The government finalised a multiple rate tax structure, while an ideal GST would have carried one single rate with very few exemptions, HSBC said. Moreover, a big list of excluded items will result in incomplete input tax offsets, resulting in continued ‘tax cascading’ which an ideal GST (with minimal exemptions) would have eliminated, it added.
According to the global financial services major, the medium term addition to GDP growth from this reform will be closer to 40 bps, “sizeable, but lower than the 80 bps” HSBC had calculated earlier. HSBC further said that if the government is able to move towards a lower number of rates and fewer exemptions over time, the GST will ultimately carry a “greater punch”.

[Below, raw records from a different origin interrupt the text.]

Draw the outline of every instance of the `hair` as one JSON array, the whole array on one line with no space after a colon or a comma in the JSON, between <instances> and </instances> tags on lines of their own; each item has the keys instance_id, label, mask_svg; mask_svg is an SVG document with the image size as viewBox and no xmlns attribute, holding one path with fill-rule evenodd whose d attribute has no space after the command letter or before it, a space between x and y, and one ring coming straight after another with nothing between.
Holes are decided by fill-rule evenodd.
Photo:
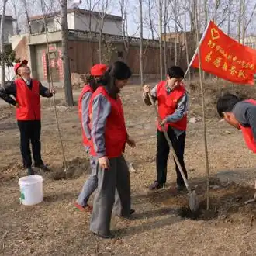
<instances>
[{"instance_id":1,"label":"hair","mask_svg":"<svg viewBox=\"0 0 256 256\"><path fill-rule=\"evenodd\" d=\"M89 74L85 77L86 84L89 85L92 91L95 92L99 87L99 81L101 79L101 78L102 77L95 78L93 75Z\"/></svg>"},{"instance_id":2,"label":"hair","mask_svg":"<svg viewBox=\"0 0 256 256\"><path fill-rule=\"evenodd\" d=\"M167 74L170 78L184 78L184 71L183 70L178 66L172 66L167 71Z\"/></svg>"},{"instance_id":3,"label":"hair","mask_svg":"<svg viewBox=\"0 0 256 256\"><path fill-rule=\"evenodd\" d=\"M242 99L234 95L231 93L225 93L220 96L217 100L217 112L220 117L223 117L224 112L232 112L234 106L242 101Z\"/></svg>"},{"instance_id":4,"label":"hair","mask_svg":"<svg viewBox=\"0 0 256 256\"><path fill-rule=\"evenodd\" d=\"M116 80L126 80L132 75L130 67L122 61L116 61L109 66L99 83L105 86L109 95L116 98L119 89L116 86Z\"/></svg>"}]
</instances>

Almost all goods and services have been cla,ssified into groups attracting GST rates of 5 per cent, 12 per cent, 18 per cent and 28 per cent respectively. In addition, four items (namely luxury cars, aerated drinks, tobacco and related ‘paan’ products) will attract separate cesses each.
The report noted that there is likely to be no upward impact on inflation, rather if tax cuts are passed on and the input tax credit mechanism runs with part efficiency, the GST could help lower the inflation rate by 10-50 bps.
“Over the medium term, if exemptions are kept at a minimum, by streamlining production, enhancing delivery chains and overall investment, GST could bring down inflation more permanently,” HSBC said, adding that the new GST regime is expected to make the Reserve Bank of India more relaxed about lingering inflation fears.